Writing of the last century, one of the trips I took was to the Galapagos Islands. A solo trip for me, I left the pets and husband at home and flew from Chicago to Miami Airport. I arrived there at 2:00 a.m. their time, with plans to meet the US trip guide, and four fellow travellers. We were to join three more in Ecuador. It all worked. We gathered in Guayaquil at the airport, flew back up to Quito, loaded ourselves onto a bus and drove on the edge of the mountain for hours and hours. It took us two days to get back to Guayaquil. We spent the night in a gorgeous retreat, stopped to get red bananas from trees, stopped on the mountain side while the road was re-constructed after a mudslide. The natives got their hibachis down and cooked lunch. The Americans stayed on the inside of the bus, mountainside. The chickens, laundry, appliances, etc. stayed roped to the bus. There was no reason for us to get out. We'd read all that was painted on the bus when it pulled up to carry us away. OK, I got out. I admit it. But it was just me.
The trip was terrific, of course. It could not have been a better getaway. There was absolutely no way to reach any of us. The group consisted of 8 touristas and the company guide but once we touched ground in Guayaquil again our whole group was led by an Ecuadorian Park Tour Guide, Ramon. I remember him well.
We were on a comparatively small boat, not a cruise ship, although while we were "out to sea" we were able to connect with one and climb up into and take a tour. What was I thinking? I don't remember how we actually got from the teensy PT boat (more about it in a minute) into the ship. That may be a good thing. I'd hope I'd recall if I dangled from a rope ladder or something equally as challenging.
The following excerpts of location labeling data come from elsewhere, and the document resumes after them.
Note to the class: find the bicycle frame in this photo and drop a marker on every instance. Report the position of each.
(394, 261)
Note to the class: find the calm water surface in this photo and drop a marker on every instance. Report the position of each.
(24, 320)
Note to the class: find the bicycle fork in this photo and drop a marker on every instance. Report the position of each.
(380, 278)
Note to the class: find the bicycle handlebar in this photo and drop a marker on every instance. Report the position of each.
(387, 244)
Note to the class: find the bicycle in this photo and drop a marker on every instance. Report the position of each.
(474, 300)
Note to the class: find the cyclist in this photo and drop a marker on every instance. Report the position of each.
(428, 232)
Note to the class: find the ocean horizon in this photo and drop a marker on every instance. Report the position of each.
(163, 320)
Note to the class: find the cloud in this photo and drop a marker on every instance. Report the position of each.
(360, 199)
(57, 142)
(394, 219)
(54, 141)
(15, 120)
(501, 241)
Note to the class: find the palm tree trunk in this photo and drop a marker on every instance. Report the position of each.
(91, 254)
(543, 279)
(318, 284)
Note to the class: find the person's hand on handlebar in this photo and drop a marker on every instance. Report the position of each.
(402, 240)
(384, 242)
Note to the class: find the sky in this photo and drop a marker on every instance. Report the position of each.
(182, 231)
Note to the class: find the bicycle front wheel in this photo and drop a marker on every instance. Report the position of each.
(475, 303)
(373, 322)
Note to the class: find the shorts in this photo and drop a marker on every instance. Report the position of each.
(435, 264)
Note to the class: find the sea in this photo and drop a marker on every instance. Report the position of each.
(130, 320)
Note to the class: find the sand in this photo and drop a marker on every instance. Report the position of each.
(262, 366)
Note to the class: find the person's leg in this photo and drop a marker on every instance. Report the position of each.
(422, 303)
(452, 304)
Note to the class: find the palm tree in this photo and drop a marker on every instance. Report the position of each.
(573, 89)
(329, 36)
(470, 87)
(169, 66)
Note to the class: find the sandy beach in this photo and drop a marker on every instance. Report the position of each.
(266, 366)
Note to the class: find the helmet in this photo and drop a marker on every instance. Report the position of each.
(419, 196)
The boat we were on was no ordinary boat. It was the one Princess Grace Kelly had commissioned to take her family on when they travelled the area. So it was well-manicured. I doubt it was the same crew; some time had passed between the royal family trip and ours. But the boat was subtly but richly done. And, our crew, although they spoke only Spanish so we couldn't converse with them much, was delightful and happy.
At the time I still smoked cigarettes. One evening I was up on the deck have a late evening cigarette. (There's no sleeping on the islands without a special permit so we slept in our cabins on the boat and travelled.) Ramon joined me, having a smoke of his own. He spoke English. He had led groups from this travel agency before and been on journeys to the islands with them and this same crew. It seemed there had been discussions about "who I was with". I explained no one. You see, I'd booked a trip with a firm that usually had clients living an alternative lifestyle. Yet, there also was a family of 3 on board this time. I straightened it all out, no pun intended. I wasn't with any of the other guests. Well, it was good news to them and some of them suddenly learned to speak English overnight as I was addressed very differently the next day. Nice, friendly and in English.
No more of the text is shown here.